A verdade é que estão pondo em prática o projeto neoliberal do estado mínimo. Entregam o patrimônio que é público por valores irrisórios para a iniciativa privada, as empresas. E ainda emprestam dinheiro para essas empresas comprarem, a exemplo do governo de FHC na década de noventa.

Nesse caso as empresas que tem “cacife” para entrar na concorrência são as que têm muitos recursos, ou seja, as multinacionais imperialistas. Esse é o programa do imperialismo, se apoderar das empresas e todos recursos naturais que as colônias tem, petróleo, minérios, terras e tudo bem baratinho. E é claro que os bancos participam e ganham muito dinheiro com essas operações

Ao abrir a concorrência para setores que não tem experiência no negócio é um tiro no pé.
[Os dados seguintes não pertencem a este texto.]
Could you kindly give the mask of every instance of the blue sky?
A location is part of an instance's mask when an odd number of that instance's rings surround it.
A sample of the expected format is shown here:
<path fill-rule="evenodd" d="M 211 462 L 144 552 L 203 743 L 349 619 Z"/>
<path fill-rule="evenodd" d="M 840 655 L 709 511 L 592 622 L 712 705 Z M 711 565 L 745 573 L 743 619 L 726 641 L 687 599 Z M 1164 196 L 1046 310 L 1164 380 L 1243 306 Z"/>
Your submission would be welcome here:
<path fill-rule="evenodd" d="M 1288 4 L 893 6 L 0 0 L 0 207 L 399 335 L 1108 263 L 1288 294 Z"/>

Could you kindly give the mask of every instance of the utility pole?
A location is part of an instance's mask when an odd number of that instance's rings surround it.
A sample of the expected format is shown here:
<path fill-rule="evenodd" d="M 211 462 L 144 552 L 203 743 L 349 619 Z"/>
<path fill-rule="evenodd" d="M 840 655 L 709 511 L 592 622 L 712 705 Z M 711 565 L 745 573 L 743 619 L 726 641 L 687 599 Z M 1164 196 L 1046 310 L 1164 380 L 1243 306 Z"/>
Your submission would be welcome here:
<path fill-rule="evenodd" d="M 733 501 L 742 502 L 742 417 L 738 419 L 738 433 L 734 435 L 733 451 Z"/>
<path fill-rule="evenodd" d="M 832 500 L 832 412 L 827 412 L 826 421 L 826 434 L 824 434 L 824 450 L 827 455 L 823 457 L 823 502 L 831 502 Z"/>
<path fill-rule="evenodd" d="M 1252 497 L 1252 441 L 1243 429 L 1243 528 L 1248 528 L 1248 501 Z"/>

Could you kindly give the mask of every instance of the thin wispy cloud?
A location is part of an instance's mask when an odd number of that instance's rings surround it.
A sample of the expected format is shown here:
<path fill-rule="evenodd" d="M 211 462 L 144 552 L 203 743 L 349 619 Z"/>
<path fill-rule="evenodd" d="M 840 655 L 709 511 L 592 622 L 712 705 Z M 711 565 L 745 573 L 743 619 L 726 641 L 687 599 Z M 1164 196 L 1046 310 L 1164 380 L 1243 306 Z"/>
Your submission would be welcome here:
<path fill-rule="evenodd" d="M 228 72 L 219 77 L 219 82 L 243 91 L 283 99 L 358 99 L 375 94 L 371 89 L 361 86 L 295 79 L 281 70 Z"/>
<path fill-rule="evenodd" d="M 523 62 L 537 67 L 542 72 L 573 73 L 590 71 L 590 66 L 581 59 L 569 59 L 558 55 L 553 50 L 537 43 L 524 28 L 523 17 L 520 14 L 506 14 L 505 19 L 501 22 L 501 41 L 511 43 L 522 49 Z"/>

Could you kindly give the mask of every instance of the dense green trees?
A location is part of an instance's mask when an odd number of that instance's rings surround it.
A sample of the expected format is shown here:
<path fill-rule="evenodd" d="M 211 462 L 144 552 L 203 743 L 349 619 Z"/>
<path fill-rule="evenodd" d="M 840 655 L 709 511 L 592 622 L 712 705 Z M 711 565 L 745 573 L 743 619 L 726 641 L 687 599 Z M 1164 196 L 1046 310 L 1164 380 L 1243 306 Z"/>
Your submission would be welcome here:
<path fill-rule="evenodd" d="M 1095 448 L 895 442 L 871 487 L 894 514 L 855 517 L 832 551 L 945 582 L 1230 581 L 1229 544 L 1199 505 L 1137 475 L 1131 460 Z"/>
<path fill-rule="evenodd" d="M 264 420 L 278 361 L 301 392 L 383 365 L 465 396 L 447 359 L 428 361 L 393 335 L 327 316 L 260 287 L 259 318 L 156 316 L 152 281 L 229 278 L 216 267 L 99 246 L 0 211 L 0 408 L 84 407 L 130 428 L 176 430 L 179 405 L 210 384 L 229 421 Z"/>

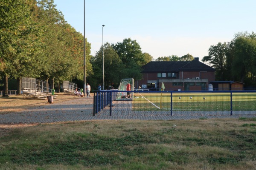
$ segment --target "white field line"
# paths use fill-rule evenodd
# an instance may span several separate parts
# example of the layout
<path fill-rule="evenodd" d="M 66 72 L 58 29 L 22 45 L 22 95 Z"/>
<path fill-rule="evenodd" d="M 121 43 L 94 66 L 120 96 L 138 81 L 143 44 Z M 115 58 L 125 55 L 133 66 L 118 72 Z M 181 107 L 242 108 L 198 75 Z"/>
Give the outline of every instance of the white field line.
<path fill-rule="evenodd" d="M 148 100 L 148 99 L 145 98 L 145 97 L 144 97 L 144 96 L 142 96 L 141 94 L 140 94 L 140 96 L 142 96 L 142 97 L 143 97 L 143 98 L 144 98 L 146 100 L 147 100 L 148 102 L 149 102 L 150 103 L 151 103 L 151 104 L 152 104 L 154 106 L 154 107 L 155 107 L 156 108 L 157 108 L 158 109 L 160 109 L 160 108 L 159 108 L 158 106 L 157 106 L 156 105 L 155 105 L 152 102 L 150 102 L 149 100 Z"/>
No caso dos aeroportos pode levar a queda na qualidade dos serviços de manutenção oferecidos, colocando em risco as pessoas, os aviões e todos os aeroportos. Poderá cair a confiança nos serviços e portanto a sua utilização.

É preciso barrar essas privatizações. E isso só será possível com as mobilizações dos trabalhadores e o povo em geral. É tempo de muita luta por dias melhores. Ao vencermos teremos salvo nossa riqueza, nosso patrimônio e nossa dignidade.